PAGE 12
Daisy
by
But George came to see his mother a few days later.
‘Look here, mother, Edith says you’d better forgive Daisy now.’
‘George,’ cried his mother, ‘I’ve only done my duty all through, and if you think it’s my duty to forgive my daughter now she’s going to enter the bonds of holy matrimony, I will do so. No one can say that I’m not a Christian, and I haven’t said the Lord’s Prayer night and morning ever since I remember for nothing.’
Mrs Griffith sat down to write, looking up to her son for inspiration.
‘Dearest Daisy!’ he said.
‘No, George,’ she replied, ‘I’m not going to cringe to my daughter, although she is going to be a lady; I shall simply say, “Daisy.”‘
The letter was very dignified, gently reproachful, for Daisy had undoubtedly committed certain peccadilloes, although she was going to be a baronet’s wife; but still it was completely forgiving, and Mrs Griffith signed herself, ‘Your loving and forgiving mother, whose heart you nearly broke.‘
But the letter was not answered, and a couple of weeks later the same Sunday paper contained an announcement of the date of the marriage and the name of the church. Mrs Griffith wrote a second time.
‘MY DARLING DAUGHTER,–I am much surprised at receiving no answer to my long letter.
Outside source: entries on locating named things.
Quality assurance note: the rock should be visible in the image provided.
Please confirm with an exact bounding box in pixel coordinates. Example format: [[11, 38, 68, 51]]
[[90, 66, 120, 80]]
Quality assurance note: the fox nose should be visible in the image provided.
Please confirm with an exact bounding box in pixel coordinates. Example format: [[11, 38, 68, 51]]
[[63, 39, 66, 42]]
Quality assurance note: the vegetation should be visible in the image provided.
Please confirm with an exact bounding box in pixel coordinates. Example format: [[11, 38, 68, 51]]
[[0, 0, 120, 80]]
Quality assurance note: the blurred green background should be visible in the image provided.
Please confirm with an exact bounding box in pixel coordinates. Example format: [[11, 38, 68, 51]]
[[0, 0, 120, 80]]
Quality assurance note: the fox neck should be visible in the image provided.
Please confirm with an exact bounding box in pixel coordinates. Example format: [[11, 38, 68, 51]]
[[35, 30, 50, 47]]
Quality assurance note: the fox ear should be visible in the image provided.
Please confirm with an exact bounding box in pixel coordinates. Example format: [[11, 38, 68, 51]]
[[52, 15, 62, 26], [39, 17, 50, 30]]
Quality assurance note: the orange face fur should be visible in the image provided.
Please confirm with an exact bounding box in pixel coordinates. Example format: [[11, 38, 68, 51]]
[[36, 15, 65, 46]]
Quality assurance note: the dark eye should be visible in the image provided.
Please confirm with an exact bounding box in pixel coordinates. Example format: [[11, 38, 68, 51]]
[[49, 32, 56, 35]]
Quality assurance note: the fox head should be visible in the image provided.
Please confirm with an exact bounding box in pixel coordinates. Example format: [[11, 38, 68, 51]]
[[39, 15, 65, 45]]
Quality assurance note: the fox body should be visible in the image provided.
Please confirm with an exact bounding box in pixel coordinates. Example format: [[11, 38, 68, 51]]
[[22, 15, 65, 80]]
All is forgiven. I should so much like to see you again before I die, and to have you married from your father’s house. All is forgiven.–Your loving mother,
‘MARY ANN GRIFFITH.’
This time the letter was returned unopened.
‘George,’ cried Mrs Griffith, ‘she’s got her back up.’
‘And the wedding’s to-morrow,’ he replied.
‘It’s most awkward, George. I’ve told all the Blackstable people that I’ve forgiven her and that Sir Herbert has written to say he wants to make my acquaintance. And I’ve got a new dress on purpose to go to the wedding. Oh! she’s a cruel and exasperating thing, George; I never liked her. You were always my favourite.’
‘Well, I do think she’s not acting as she should,’ replied George. ‘And I’m sure I don’t know what’s to be done.’
But Mrs Griffith was a woman who made up her mind quickly.
‘I shall go up to town and see her myself, George; and you must come too.’
‘I’ll come up with you, mother, but you’d better go to her alone, because I expect she’s not forgotten the last time I saw her.’
They caught a train immediately, and having arrived at Daisy’s house, Mrs Griffith went up the steps while George waited in a neighbouring public-house. The door was opened by a smart maid–much smarter than the Vicarage maid at Blackstable, as Mrs Griffith remarked with satisfaction. On finding that Daisy was at home, she sent up a message to ask if a lady could see her.
The maid returned.
‘Would you give your name, madam? Miss Griffith cannot see you without.’
Mrs Griffith had foreseen the eventuality, and, unwilling to give her card, had written another little letter, using Edith as amanuensis, so that Daisy should at least open it. She sent it up. In a few minutes the maid came down again.
‘There’s no answer,’ and she opened the door for Mrs Griffith to go out.
That lady turned very red. Her first impulse was to make a scene and call the housemaid to witness how Daisy treated her own mother; but immediately she thought how undignified she would appear in the maid’s eyes. So she went out like a lamb….
She told George all about it as they sat in the private bar of the public-house, drinking a little Scotch whisky.
‘All I can say,’ she remarked, ‘is that I hope she’ll never live to repent it. Fancy treating her own mother like that!
‘But I shall go to the wedding; I don’t care. I will see my own daughter married.’
That had been her great ambition, and she would have crawled before Daisy to be asked to the ceremony…. But George dissuaded her from going uninvited. There were sure to be one or two Blackstable people present, and they would see that she was there as a stranger; the humiliation would be too great.